The State Department is facing a congressional subpoena for failing to turn over records on programs Republicans say cultivated “censorship-by-proxy and revenue interference of American small businesses,” the Washington Examiner has learned.
The subpoena, which was served late Thursday by the House Small Business Committee, is the latest development in a one-year investigation into an embattled State Department-housed office called the Global Engagement Center, which the Washington Examiner reported granted $100,000 to the Global Disinformation Index. The latter group, which is based in London and has an affiliated nonprofit organization registered in the United States, works to pressure advertisers to boycott right-leaning media outlets.
That the U.S. government funded the Global Disinformation Index inspired a new law last year banning some Pentagon money from being allowed to go to the London-based organization, which lost a key partner in Microsoft amid scrutiny. The funding also prompted a lawsuit brought by the Federalist and the Daily Wire, two right-leaning websites, against the Biden administration for propping up “one of the most egregious government operations to censor the American press in the history of the nation,” according to a complaint. Oracle announced it was cutting ties with GDI in 2023, though a report from April of this year indicates the corporation still has a relationship with the British group.

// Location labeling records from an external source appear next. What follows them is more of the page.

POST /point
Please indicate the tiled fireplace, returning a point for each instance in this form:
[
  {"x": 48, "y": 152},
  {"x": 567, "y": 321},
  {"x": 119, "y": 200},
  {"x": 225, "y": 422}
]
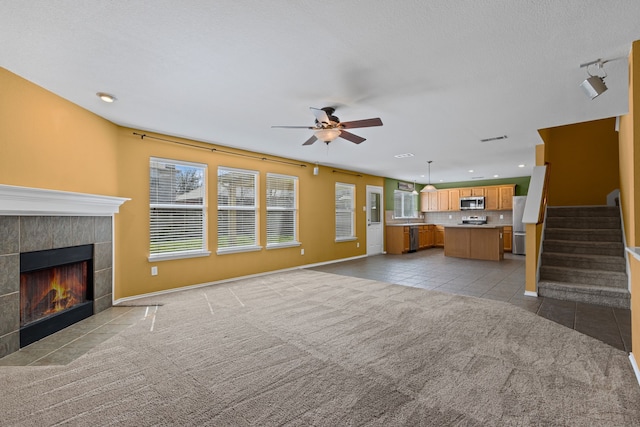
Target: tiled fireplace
[{"x": 56, "y": 261}]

Can we get more of this, please? The aggressive pushback against the left’s efforts to silence people online has been rather refreshing.
The fact that the government essentially forced taxpayers to fund organizations bent on suppressing their voices is already questionable on First Amendment grounds. It is a brazen effort to subvert the Constitution to crack down on viewpoints that are not state-approved under the guise of promoting national security. The reality is that these people care nothing for the Constitution or our natural right to express ourselves freely and will do whatever they can to prevent us from doing so. It appears the court system has provided a viable avenue to fight back.